I've started playing cinchy little card games with Giselle lately, because goodness knows I'm a real loser when it comes to playing Barbies. This weekend, we played War, Go Fish, and Concentration. And I was thinking, okay, I gotta remember to go easy so she doesn't get discouraged, and then I'd have to come up with excuses why I don't want to help Ariel and Skipper swap outfits (which doesn't really work because Ariel has actually got some calf muscles and Skipper's pants won't pull up all the way)...um, so anyway, there's really not much you can do about who wins War unless you cheat, which I didn't, and as chance would have it, she won, so I thought, awww, that's nice. Go Fish isn't much better than War when it comes to skill level, but I didn't have to help her out at all, and she won that too. Well, I was feeling pretty good for her, so we moved on to Concentration, which is all about memory skills. I thought, okay now I'm going to need to give her a chance here. Except that I didn't need to play stupid and give her an edge. I was actually putting some effort into it, and ended up getting my butt kicked! I mean it was pretty cute watching her eyes light up each time I picked up my second card and she recognized it and then moved in for the kill...but she's not supposed to start wailing on me until she gets at least a few years older, right? Dang.

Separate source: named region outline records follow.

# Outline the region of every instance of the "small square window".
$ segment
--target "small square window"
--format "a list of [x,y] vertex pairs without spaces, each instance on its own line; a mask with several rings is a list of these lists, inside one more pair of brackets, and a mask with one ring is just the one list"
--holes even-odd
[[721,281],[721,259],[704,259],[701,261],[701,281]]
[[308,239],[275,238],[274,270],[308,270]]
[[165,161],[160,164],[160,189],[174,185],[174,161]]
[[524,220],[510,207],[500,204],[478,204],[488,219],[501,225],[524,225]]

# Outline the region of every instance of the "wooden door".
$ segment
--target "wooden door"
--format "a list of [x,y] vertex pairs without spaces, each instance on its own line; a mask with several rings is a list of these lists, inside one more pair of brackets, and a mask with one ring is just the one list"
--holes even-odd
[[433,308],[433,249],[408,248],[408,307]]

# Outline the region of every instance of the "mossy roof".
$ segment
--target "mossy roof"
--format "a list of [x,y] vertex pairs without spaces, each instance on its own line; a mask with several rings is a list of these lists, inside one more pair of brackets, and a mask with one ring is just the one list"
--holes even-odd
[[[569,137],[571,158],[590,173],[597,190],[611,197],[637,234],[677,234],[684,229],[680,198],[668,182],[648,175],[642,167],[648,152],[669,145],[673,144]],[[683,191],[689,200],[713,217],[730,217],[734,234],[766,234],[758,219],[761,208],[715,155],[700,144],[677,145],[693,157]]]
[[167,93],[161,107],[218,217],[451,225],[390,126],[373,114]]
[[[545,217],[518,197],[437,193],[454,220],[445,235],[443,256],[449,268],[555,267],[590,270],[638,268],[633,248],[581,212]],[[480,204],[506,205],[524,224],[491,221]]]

So I tortured her this morning as we drove her to school and I started messing with a little chant from Monster's Inc. You know, the one that goes:

Put that thing back where it came from
Or so help me!

Saying stuff like

Take Giselle back to the Circus
Where she came from!

Which is more fun than it sounds because it really gets under her skin when I start ruining lines from her favorite shows. "No Dad it doesn't go like that! Mom! Dad is saying it wrong!"